Ron L. Alterman, Jay L. Shils, Mark Gudesblatt, and Michele Tagliati

The authors demonstrate that high-frequency electrical stimulation dorsal to the subthalamic nucleus (STN) can directly suppress levodopa-induced dyskinesias. This 63-year-old woman with idiopathic Parkinson disease underwent surgery for placement of bilateral subthalamic deep brain stimulation (DBS) electrodes to control progressive rigidity, motor fluctuations, and levodopa-induced dyskinesias. The model 3389 DBS leads were implanted with microelectrode guidance. Magnetic resonance imaging confirmed proper placement of the leads. Postoperatively the patient exhibited improvement in all of her parkinsonian symptoms; however, her right leg dyskinesias had not improved. Based on their previous experiences treating levodopa-induced dyskinesias with subthalamic stimulation through the more dorsally located contacts of the model 3387 lead, the authors withdrew the implanted 3389 lead 3 mm.
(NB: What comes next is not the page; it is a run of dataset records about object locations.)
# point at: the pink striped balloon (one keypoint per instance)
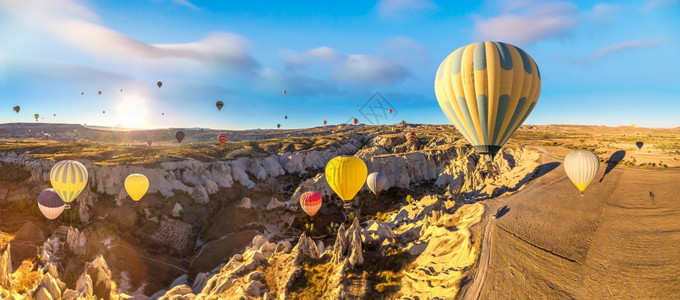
(310, 202)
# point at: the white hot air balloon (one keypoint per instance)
(581, 167)
(376, 182)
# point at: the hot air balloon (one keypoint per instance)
(50, 204)
(136, 186)
(411, 136)
(376, 182)
(222, 138)
(487, 90)
(68, 178)
(346, 175)
(310, 202)
(581, 167)
(179, 135)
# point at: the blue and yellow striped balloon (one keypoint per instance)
(68, 178)
(487, 90)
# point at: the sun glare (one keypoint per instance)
(131, 111)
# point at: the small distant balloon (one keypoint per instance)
(179, 135)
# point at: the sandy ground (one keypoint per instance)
(615, 242)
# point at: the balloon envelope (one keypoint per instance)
(376, 182)
(68, 178)
(222, 138)
(179, 135)
(136, 186)
(346, 175)
(487, 90)
(581, 167)
(310, 202)
(50, 204)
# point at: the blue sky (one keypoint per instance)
(605, 63)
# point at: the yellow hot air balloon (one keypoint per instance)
(487, 90)
(68, 178)
(136, 186)
(346, 175)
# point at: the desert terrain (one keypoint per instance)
(225, 221)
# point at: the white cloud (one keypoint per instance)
(603, 13)
(651, 5)
(76, 26)
(404, 51)
(368, 70)
(527, 22)
(400, 8)
(618, 47)
(354, 69)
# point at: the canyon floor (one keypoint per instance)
(430, 235)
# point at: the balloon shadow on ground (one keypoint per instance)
(614, 160)
(537, 173)
(502, 211)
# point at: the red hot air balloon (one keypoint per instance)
(411, 136)
(311, 202)
(222, 138)
(179, 135)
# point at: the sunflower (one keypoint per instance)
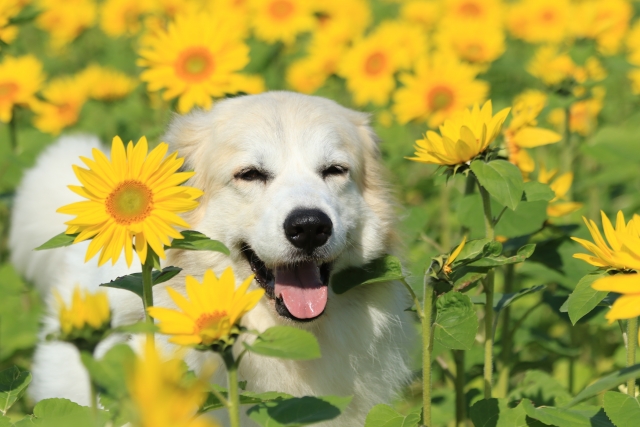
(85, 311)
(281, 20)
(64, 97)
(20, 79)
(439, 89)
(65, 20)
(133, 195)
(621, 252)
(106, 84)
(195, 59)
(462, 138)
(369, 68)
(209, 315)
(163, 394)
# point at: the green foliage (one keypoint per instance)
(384, 269)
(13, 383)
(133, 282)
(196, 241)
(386, 416)
(501, 179)
(456, 322)
(285, 342)
(298, 411)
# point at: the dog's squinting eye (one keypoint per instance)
(252, 174)
(334, 170)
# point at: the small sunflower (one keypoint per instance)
(214, 307)
(462, 138)
(133, 195)
(439, 89)
(281, 20)
(64, 97)
(195, 59)
(20, 79)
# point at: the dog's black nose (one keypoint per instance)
(308, 229)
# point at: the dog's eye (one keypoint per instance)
(252, 174)
(334, 170)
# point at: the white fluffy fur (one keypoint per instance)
(364, 334)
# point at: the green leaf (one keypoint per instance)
(498, 413)
(491, 261)
(286, 342)
(298, 411)
(607, 382)
(501, 179)
(13, 382)
(385, 416)
(623, 410)
(196, 241)
(584, 298)
(535, 191)
(63, 413)
(383, 269)
(583, 416)
(58, 241)
(133, 282)
(456, 322)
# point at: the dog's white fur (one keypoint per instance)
(364, 334)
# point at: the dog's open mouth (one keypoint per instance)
(299, 290)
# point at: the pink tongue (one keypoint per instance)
(301, 289)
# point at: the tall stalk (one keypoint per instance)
(427, 314)
(488, 288)
(632, 343)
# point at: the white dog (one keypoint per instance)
(292, 185)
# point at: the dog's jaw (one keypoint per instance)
(266, 278)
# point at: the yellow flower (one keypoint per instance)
(454, 255)
(523, 131)
(20, 79)
(66, 20)
(560, 186)
(132, 195)
(85, 311)
(463, 137)
(627, 305)
(474, 42)
(369, 68)
(538, 21)
(106, 84)
(281, 20)
(162, 394)
(213, 308)
(195, 59)
(120, 17)
(623, 249)
(439, 89)
(64, 97)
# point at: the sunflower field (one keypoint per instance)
(510, 131)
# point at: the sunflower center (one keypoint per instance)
(470, 10)
(8, 90)
(131, 202)
(439, 98)
(281, 9)
(375, 63)
(195, 64)
(212, 326)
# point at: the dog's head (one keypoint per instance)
(292, 186)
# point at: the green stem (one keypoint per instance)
(427, 311)
(232, 384)
(488, 287)
(632, 343)
(461, 415)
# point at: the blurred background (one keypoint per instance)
(123, 67)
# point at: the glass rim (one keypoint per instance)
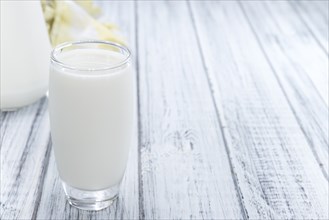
(68, 44)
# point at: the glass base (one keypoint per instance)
(91, 200)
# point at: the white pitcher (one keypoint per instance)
(25, 50)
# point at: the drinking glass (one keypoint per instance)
(91, 107)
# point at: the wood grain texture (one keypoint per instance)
(53, 204)
(310, 110)
(25, 154)
(185, 172)
(278, 176)
(315, 16)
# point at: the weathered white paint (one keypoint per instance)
(310, 110)
(232, 118)
(25, 153)
(185, 168)
(315, 16)
(278, 176)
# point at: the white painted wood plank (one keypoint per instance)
(311, 112)
(184, 164)
(53, 204)
(299, 45)
(278, 177)
(24, 158)
(315, 16)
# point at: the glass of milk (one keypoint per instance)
(91, 105)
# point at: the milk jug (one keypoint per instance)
(25, 50)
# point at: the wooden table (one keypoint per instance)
(232, 117)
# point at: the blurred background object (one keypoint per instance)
(76, 20)
(25, 49)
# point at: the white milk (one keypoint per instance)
(25, 50)
(91, 116)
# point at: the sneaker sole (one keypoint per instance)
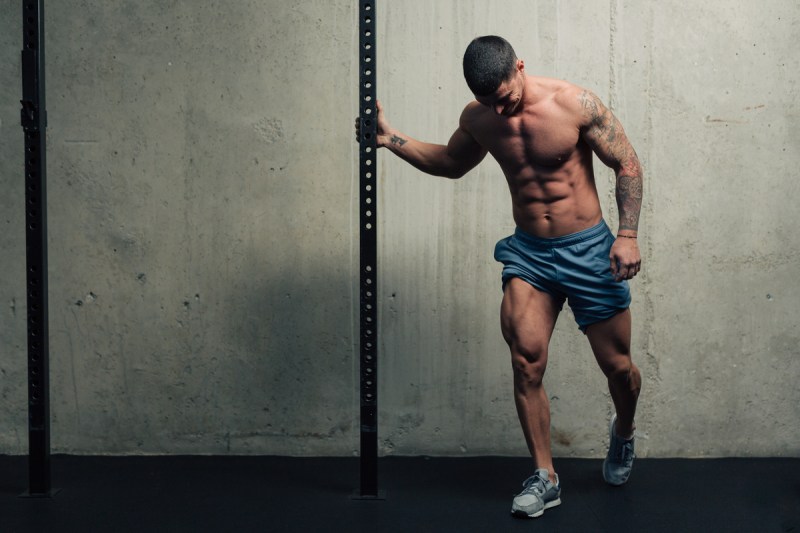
(549, 505)
(610, 436)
Following relocation of the lead they were able to suppress the right leg dyskinesias by using the most dorsal contacts. The patient's dopaminergic medication intake increased slightly. These findings indicate that electrical stimulation dorsal to the STN can directly suppress levodopa-induced dyskinesias independent of dopaminergic medication changes. The 3389 lead may provide inadequate coverage of the subthalamic region for some patients.